Pengendalian secara biologis
Pengendalian secara biologis dilakukan oleh manusia, parasit, predator atau pathogen dalam lingkungan tertentu untuk menekan pertumbuhan beberapa jenis gulma atau hama yang ditargetkan. Pengendalian secara biologis dapat dilakukan dengan mengurangi populasi gulma air yang invasif guna menurunkan tingkat populasinya yang disesuaikan dengan habitat ikan dan satwa lainnya atau disesuaikan dengan pemanfaatan badan air tersebut misalnya untuk keperluan rekreasi. Oleh karena itu, tujuan pengendalian secara biologis amat sesuai dengan pengelolaan gulma air terpadu, yaitu bukan berwujud eradikasi atau eliminasi total atas area tertentu.

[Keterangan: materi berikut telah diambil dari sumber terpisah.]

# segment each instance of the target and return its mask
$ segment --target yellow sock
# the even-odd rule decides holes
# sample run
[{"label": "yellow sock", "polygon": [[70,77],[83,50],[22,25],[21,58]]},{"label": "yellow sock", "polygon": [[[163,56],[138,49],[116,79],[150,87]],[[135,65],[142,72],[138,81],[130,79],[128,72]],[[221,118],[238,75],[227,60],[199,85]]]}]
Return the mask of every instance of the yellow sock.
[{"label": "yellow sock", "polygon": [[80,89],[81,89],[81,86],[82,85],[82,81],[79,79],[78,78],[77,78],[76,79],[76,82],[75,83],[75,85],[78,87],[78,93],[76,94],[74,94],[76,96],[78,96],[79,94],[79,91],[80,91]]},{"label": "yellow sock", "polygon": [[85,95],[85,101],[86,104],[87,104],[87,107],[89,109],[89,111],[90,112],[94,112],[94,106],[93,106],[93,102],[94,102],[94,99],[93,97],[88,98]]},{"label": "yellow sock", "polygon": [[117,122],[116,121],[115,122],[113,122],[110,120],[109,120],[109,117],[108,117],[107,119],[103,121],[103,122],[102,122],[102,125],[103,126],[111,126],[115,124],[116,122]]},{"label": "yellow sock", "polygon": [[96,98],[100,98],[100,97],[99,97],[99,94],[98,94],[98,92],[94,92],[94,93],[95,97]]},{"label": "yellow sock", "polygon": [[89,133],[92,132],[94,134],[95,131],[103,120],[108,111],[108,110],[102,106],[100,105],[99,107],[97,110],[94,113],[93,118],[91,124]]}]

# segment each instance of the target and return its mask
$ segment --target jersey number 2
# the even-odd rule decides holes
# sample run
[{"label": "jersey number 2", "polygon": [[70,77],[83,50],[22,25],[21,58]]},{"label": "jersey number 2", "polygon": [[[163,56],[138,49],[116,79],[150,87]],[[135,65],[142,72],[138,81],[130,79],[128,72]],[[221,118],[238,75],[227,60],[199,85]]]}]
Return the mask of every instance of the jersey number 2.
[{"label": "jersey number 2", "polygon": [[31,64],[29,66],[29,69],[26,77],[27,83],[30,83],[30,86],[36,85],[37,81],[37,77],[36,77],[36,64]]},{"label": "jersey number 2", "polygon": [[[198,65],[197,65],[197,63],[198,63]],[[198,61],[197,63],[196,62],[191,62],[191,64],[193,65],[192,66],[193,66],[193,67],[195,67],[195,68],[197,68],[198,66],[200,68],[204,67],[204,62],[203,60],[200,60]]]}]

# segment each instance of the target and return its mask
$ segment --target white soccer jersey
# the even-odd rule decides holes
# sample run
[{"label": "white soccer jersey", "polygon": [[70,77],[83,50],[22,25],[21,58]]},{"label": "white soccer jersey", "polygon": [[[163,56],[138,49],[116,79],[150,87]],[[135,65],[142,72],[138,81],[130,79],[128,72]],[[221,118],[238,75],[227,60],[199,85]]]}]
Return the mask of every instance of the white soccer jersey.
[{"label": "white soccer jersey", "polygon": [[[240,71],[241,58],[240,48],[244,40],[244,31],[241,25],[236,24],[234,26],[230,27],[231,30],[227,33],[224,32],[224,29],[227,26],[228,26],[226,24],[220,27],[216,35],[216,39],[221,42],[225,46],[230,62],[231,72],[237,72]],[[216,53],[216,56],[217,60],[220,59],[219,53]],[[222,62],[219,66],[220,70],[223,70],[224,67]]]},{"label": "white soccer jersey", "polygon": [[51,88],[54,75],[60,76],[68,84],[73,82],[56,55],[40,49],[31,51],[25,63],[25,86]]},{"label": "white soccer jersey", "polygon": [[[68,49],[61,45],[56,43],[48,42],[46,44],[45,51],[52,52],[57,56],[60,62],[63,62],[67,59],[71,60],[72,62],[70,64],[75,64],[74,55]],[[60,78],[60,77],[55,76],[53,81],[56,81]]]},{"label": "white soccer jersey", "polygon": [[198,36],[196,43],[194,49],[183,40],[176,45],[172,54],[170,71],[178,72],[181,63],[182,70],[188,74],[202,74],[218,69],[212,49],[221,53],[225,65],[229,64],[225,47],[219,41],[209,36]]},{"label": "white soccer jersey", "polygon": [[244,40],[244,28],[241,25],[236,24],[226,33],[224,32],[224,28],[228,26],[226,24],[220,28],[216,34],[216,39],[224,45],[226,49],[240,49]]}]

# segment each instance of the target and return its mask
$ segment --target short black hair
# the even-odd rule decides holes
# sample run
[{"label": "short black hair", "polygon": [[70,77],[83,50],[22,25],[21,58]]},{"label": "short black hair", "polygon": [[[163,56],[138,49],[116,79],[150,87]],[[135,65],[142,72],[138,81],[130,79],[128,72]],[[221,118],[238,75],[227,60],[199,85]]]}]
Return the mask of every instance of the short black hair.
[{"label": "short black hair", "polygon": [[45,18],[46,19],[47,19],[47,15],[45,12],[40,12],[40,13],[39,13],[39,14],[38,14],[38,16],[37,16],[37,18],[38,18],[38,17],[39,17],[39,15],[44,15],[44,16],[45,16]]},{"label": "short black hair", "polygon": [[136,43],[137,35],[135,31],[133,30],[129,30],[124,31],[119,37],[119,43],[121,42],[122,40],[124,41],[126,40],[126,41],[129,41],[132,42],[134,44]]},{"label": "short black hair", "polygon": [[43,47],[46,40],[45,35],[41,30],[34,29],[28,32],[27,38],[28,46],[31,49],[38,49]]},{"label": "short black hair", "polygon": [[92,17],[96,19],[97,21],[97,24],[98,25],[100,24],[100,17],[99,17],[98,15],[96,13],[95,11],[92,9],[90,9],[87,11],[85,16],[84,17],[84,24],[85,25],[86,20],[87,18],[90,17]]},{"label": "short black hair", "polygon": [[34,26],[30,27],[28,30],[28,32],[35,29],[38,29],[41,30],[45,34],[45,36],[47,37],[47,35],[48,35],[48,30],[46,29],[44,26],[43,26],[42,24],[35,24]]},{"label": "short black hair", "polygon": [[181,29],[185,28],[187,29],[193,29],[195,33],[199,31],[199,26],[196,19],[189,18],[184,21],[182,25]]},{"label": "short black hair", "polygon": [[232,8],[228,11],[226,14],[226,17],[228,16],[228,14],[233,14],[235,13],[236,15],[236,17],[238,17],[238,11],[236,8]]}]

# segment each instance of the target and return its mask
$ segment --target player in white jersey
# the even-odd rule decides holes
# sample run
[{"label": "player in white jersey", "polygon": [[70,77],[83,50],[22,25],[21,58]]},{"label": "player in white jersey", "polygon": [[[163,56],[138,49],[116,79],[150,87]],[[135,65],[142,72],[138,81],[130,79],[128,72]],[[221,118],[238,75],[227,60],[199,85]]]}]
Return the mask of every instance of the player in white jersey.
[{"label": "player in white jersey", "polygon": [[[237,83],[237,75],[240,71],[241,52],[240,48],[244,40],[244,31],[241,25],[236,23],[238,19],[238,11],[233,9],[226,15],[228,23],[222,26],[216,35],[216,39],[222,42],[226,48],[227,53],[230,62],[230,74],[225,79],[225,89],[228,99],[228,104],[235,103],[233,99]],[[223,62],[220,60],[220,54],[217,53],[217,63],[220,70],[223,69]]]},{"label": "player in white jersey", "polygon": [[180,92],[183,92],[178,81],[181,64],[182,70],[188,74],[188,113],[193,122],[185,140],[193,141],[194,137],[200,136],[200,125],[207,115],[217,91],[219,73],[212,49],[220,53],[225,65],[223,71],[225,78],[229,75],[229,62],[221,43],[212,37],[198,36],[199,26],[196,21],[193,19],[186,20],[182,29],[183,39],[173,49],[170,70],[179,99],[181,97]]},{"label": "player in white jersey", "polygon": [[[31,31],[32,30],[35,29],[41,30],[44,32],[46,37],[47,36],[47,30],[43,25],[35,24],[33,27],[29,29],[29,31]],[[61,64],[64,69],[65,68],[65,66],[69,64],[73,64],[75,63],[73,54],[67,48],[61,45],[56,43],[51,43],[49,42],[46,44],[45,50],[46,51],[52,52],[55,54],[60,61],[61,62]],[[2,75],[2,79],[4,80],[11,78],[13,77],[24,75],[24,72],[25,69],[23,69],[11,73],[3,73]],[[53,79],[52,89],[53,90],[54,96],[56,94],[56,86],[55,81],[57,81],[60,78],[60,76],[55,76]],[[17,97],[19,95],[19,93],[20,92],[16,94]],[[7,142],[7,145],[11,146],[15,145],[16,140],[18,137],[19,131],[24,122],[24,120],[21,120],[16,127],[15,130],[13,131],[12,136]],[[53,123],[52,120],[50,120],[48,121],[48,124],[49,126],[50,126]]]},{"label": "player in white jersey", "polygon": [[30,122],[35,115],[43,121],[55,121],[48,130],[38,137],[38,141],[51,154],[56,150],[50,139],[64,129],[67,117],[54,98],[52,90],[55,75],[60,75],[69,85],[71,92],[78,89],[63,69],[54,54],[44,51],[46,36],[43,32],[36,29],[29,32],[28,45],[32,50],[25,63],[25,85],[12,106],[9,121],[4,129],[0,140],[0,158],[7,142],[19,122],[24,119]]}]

Pengendalian secara biologis merupakan suatu pendekatan jangka panjang untuk menekan pertumbuhan spesies tumbuhan yang berlebihan. Kelemahan penggunaan pengendalian secara biologis adalah hasilnya akan cukup efektif diperoleh setelah beberapa tahun. Metode penekanan jangka panjang seperti ini sangat baik diterapkan pada area dengan prioritas rendah, pada lokasi dimana penggunaan strategi pengendalian yang lain akan mengalami biaya yang sangat mahal atau dilakukan secara bersamaan dengan metode pengendalian yang lain yang dampaknya jangka pendek, misalnya digunakan secara bersamaan dengan metode mekanik atau dipadukan dengan pengendalian secara kimia (Getsinger, Kurt Et al, 2005).
Ada banyak organisme telah dipertimbangkan sebagai agen pengendalian secara biologi, di antaranya triploid steril ikan koan atau sering disebut amur putih (Ctenopharyngodon idella) untuk mengendalikan beberapa jenis ganggang. Pengendalian Salvinia sp. dengan menggunakan Cyrtobagous singularis. Demikian juga eceng gondok (Eichhornia crassipes) dapat dikendalikan secara biologis dengan kumbang penggerek Neochetina bruchi dan Neochetina eichhorniae. Sedangkan jamur atau fungi yang berpotensi dapat mengendalikan gulma secara biologis ialah Uredo eichhorniae untuk eceng gondok, Myrothesium roridum untuk kiambang, dan Cerospora sp. untuk apu-apu. Di samping pengendalian biologis juga dapat dilakukan terhadap berbagai species-species dengan penggunaan ternak.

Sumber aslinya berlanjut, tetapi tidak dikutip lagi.